Complex SQL with JooQ
Adhoc speaks SQL through JooQ. The simplest case — a single table — is
already covered in Tables: hand JooqTableWrapperParameters a Table<?> and you're
done. This article is about the next step up: snowflake / star schemas, multi-key joins, diamond
joins, join pruning, and the column-alias mechanism — everything JooqTableSupplierBuilder and
its pruning subclass PrunedJoinsJooqTableSupplierBuilder exist for.
When you need it
Use the builder when any of the following is true:
- Your table is a multi-arm snowflake (fact joined to several dimensions, dimensions
themselves joined to deeper dimensions). Hand-rolling the JooQ
FROMclause becomes verbose and error-prone fast. - You expose caller-friendly column names that don't match the underlying SQL columns —
e.g. you want callers to query
countryeven though the actual column iscustomers.customer_country. - Most queries touch only a subset of the joins, and you want unused arms pruned out of
the SQL
FROMclause to reduce engine work (see Join pruning below).
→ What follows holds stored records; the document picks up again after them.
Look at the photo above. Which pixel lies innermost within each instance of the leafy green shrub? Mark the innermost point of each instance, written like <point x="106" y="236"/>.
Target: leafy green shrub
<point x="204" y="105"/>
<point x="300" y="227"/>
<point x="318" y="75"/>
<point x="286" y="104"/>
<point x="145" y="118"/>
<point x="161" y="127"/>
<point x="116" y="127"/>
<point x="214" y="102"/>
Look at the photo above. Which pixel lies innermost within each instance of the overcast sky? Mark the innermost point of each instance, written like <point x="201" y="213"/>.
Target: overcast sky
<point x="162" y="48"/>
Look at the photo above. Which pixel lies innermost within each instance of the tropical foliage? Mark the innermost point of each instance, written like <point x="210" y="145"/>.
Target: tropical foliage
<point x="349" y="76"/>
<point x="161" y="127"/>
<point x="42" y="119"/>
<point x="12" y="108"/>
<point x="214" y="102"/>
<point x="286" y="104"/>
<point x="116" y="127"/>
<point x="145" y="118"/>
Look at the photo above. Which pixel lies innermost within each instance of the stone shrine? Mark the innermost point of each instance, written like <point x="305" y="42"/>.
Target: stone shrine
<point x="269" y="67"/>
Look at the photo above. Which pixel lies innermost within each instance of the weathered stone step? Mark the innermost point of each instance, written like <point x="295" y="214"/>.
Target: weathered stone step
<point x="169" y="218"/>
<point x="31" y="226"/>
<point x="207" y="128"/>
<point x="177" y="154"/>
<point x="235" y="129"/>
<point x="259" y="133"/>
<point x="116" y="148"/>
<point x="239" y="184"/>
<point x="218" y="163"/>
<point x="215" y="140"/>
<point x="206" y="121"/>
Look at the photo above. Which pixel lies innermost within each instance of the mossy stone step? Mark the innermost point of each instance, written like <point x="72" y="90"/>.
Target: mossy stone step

If none of those apply, the plain JooqTableWrapperParameters.builder().table(DSL.table(...))
path is enough — don't reach for the builder.
Basic snowflake
PrunedJoinsJooqTableSupplierBuilder schema = PrunedJoinsJooqTableSupplierBuilder.prunedBuilder()
.baseTable(DSL.table("orders"))
.baseTableAlias("f")
.dslSupplier(dslSupplier)
.build()
// f → customers
.leftJoin(j -> j.table(DSL.table("customers")).alias("c").on("customer_id", "id"))
// f → products → categories (snowflake leg: `.from("p")` switches the parent)
.leftJoin(j -> j.table(DSL.table("products")).alias("p").on("product_id", "id"))
.leftJoin(j -> j.table(DSL.table("categories"))
.alias("cat")
.from("p")
.on("category_id", "id"));
JooqTableWrapperParameters params = JooqTableWrapperParameters.builder()
.dslSupplier(dslSupplier)
.tableSupplier(PrunedJoinsJooqTableSupplier.builder().schema(schema).build())
.build();
ITableWrapper table = new JooqTableWrapper("orders", params);
The tableSupplier(IJooqTableSupplier) setter wires both .table(...) (used for schema
introspection — getColumns) and the per-query pruning supplier in one go. You no longer
have to hand .table(...) separately.
Diamond joins
Adhoc inherits the full SQL join expressiveness — diamond joins, asOf joins, window-function joins, multi-key composite ON-clauses are all supported. This is one of the major differences with Atoti, where the schema is restricted to a single-parent star/snowflake tree.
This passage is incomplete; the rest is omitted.